Friday, May 6, 2011

A look at some of the world's oldest art

It's no gallery, but the art is first rate.
In his 2006 book, The Cave Painters, author Gregory Curtis observes that the first thing everyone seems to notice about the cave paintings of the Paleolithic Era is their beauty. Curtis goes on to point out that cave images focused primarily on animals. For Curtis, this repetitive tendency suggests a brand of art that supported the social order of its time, which happens to have occurred some 32,000 years ago.

If you want to see the beauty (and amazing skill) of these early paintings, you'd do well to check out Werner Herzog's new documentary, Cave of Forgotten Dreams, although you may need to read Curtis' book for a fuller picture of the culture that produced this art. And, yes, I used the word "culture" advisedly.

Granted exclusive access to the Chauvet cave in France, Herzog and a small crew took 3-D cameras into the cave to photograph its paintings. Some of the folks with whom I saw Forgotten Dreams thought the 3-D was well used and that it added to their experience. I have to say that it left me feeling slightly woozy, even though I appreciated the sense of immediacy and presence it provided.

But on to the heart of the matter: The art we see is vibrant, sophisticated and accomplished. Paleolithic artists were able to suggest motion, and to make creative use of undulating cave surfaces. None of the work is marked by the crudeness that might have been ascribed to it by those of us who know little about Paleolithic life.

It's also fascinating to learn that humans did not inhabit the caves, but entered them to draw or to paint and possibly to conduct "religious" rituals. Herzog shows us a rock with a bear skull that has been placed on top of it. We may be looking at an early altar.

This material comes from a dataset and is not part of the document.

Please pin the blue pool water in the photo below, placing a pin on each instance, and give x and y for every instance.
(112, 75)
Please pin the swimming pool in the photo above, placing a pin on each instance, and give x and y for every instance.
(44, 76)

Those familiar with Herzog's work in documentaries such as Encounters at the End of the World and Grizzly Man know that he tends to make room for heightened commentary, the kind of observations that allow him to spar with a universe he can find mysterious, indifferent and unyielding. Normally, I go along for almost any journey Herzog takes, but for me Herzog proved the most troublesome feature of Cave of Forgotten Dreams. I'm sure others will have precisely the opposite reaction, but this time I found Herzog's presence distracting.

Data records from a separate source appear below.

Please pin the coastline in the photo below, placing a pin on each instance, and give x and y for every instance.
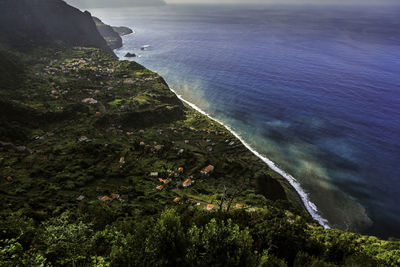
(310, 207)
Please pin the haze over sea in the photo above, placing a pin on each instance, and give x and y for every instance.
(316, 89)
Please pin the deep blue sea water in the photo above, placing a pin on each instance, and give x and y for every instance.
(316, 89)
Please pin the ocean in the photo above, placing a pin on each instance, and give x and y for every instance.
(315, 89)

Still, the fact that Herzog's camera has access to sights that none of us could see on our own makes the movie special. And, of course, the paintings are priceless. If you're intrigued by the idea that some of our earliest ancestors were interested in art, music (they played carved flutes) and spirituality, you can't help but be fascinated by what Herzog shows. When he allows his camera to survey the art in silence -- which happily he does -- the movie couldn't be better.

1 comment:

Dan Denerstein said...

Really nice piece. I want to see this, and this should stir me to see Grizzly Man as well.